A
pauta de reivindicações e a reivindicação da pauta
"Primeiro
eles te ignoram, depois riem de você,
depois brigam, e então você
vence."
(Frase atribuída a Mahatma Gandhi)
(Frase atribuída a Mahatma Gandhi)
As
manifestações que vêm acontecendo no Brasil nas últimas semanas
surgiram em torno de uma pauta simples, direta, concreta: a revogação
do aumento do preço das passagens do transporte público, aumento que aconteceu em várias
cidades do país. Tanto quanto eu saiba, a única cidade em que tais
manifestações foram capitaneadas por um movimento voltado
especificamente para a questão do transporte público no Brasil e
que propõe uma solução precisa para esse problema é São Paulo: o
movimento é o Movimento Passe Livre (MPL); a solução precisa, o
projeto Tarifa Zero.
Curioso
que ainda assim há quem diga que o movimento não tem uma pauta
clara. “Há quem diga” é muita bondade: a grande mídia quis
fazer parecer que é assim, tentativa que foi muito bem exemplificada
na primeira intervenção de Arnaldo Jabor sobre o tema. Por sinal, o
comportamento dessa mídia parece, a primeira vista, fazer valer a
famosa frase de Gandhi: primeiro, tentaram ignorar as manifestações,
colocando-as, como é de praxe, na parte dos seus respectivos jornais
dedicada ao trânsito; depois, com Jabor, tentaram rir do movimento;
em seguida, com a benção de editorais de grandes jornais, a
repressão policial pôde correr solta; por fim, com o feitiço
virando contra o feiticeiro, quando vários de seus próprios
jornalistas foram atingidos pela violência policial, a mídia passou
a apoiar as manifestações, com direito a retratação do Jabor e
mudança de posição ao vivo do Datena – e aí, da parte dessas,
não faltou quem dissesse: vencemos... Mas vencemos, mesmo?
Não
obstante a clareza “didática” que se pode alcançar ao
interpretar o comportamento da mídia a partir da frase de Gandhi,
tal interpretação certamente é limitada. Em primeiro lugar, a
sequência de mudanças de comportamento da mídia certamente não é
tão rígida e estanque, mas muito complexa e repleta de idas e
vindas. Em particular, há que se lembrar que a violência policial
em nome de uma defesa de patrimônio colocada muitas vezes acima das
pessoas e de um intocável direito de ir e vir que vale sobretudo
para os carros particulares que lotam o espaço público marcou desde
o início o comportamento do poder público com relação às
manifestações (sobretudo em São Paulo e no Rio) – e que tal
comportamento foi mais ou menos explicitamente apoiado pela mídia
desde o princípio.
Mas
o principal limite a ser enfocado aqui diz respeito ao final da
frase.
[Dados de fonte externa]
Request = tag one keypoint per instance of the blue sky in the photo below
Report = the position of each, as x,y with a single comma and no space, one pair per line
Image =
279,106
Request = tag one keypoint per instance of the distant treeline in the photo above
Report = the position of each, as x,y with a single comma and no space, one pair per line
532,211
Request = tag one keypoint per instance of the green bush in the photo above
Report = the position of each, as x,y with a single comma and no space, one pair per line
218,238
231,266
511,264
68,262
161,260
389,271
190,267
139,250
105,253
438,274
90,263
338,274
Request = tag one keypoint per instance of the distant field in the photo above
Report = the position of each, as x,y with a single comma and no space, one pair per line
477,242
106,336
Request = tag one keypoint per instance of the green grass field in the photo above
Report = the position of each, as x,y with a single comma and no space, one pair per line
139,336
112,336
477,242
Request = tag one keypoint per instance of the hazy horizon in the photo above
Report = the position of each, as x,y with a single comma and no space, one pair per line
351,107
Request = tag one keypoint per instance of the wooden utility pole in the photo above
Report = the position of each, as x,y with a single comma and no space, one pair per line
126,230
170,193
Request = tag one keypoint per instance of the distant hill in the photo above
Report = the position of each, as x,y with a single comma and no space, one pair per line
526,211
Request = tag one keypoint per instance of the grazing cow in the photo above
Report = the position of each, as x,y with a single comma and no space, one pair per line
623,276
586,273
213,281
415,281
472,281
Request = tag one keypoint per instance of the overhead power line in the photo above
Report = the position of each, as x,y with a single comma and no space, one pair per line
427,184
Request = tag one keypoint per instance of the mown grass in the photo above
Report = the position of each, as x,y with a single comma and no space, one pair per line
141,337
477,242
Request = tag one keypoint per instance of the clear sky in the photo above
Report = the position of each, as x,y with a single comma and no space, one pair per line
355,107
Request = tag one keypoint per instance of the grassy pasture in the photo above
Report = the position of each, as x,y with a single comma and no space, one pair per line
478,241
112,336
Com efeito, o apoio da mídia às manifestações certamente
não é uma derrota, mas é, no mínimo, uma vitória ambígua e
perigosa: se, por um lado, tal apoio representa o reconhecimento
inegável da força das massas, por outro, não se pode esquecer que
ele vem acompanhado de um discurso que busca dar a pauta do movimento
e, com isso, tirar-lhe a força e escondê-lo no mesmo movimento em
que o mostra – ou melhor, parece mostrá-lo. As estratégias
nesse sentido são várias: ora se tenta dizer que a manifestação é
“contra tudo que está aí”, o que leva a um esvaziamento de
pautas concretas e imediatamente atingíveis; ora se diz que é “pelo
próprio direito de se manifestar”, o que leva ao risco de tomar as
manifestações como algo que se esgote no próprio movimento de se
manifestar e que não espera nenhuma resposta efetiva do poder
público; ora, enfim, tentam fazer com que surfem na onda de
manifestações pautas tradicionalmente conservadoras como a
antipolítica (manifesta sobretudo no antipartidarismo), o oposição
aos programas de transferência de renda, a redução dos impostos, o
nacionalismo exacerbado e a “moralização” da política (pauta
esta, diga-se de passagem, muitas vezes encampada por quadros da
esquerda) e outras, no mínimo, controversas, como a oposição à
PEC 37.
Certamente
essas tentativas não deixam de ter respaldo na composição complexa
que as manifestações foram tomando (e, quiçá, em parte já tinham
ab initio) na medida em que cresciam e outros grupos se
integravam ao movimento. Em comum, uma espécie de insatisfação de
fundo, mas que se desdobrava em uma miríade de reivindicações
concretas (ou nem tanto), por vezes contraditórias, dentre elas
aquelas mencionadas no último parágrafo. Os relatos de militantes
de partidos de esquerda tendo suas bandeiras retiradas e sendo
espancados mostram com clareza que há elementos de cunho reacionário
e fascista presentes nas manifestações. O quanto a mídia é
“causa” ou “expressão” de algumas dessas posturas é quase
com certeza impossível de dizer – e provavelmente ocioso. Que ela
fomenta pautas conservadores, creio que ninguém tem dúvida. Isso
posto, o ponto é: como fazer para que as manifestações não virem,
como já temem alguns (e, a meu ver, não sem certa razão), uma
Marcha da Família com Deus pela Liberdade?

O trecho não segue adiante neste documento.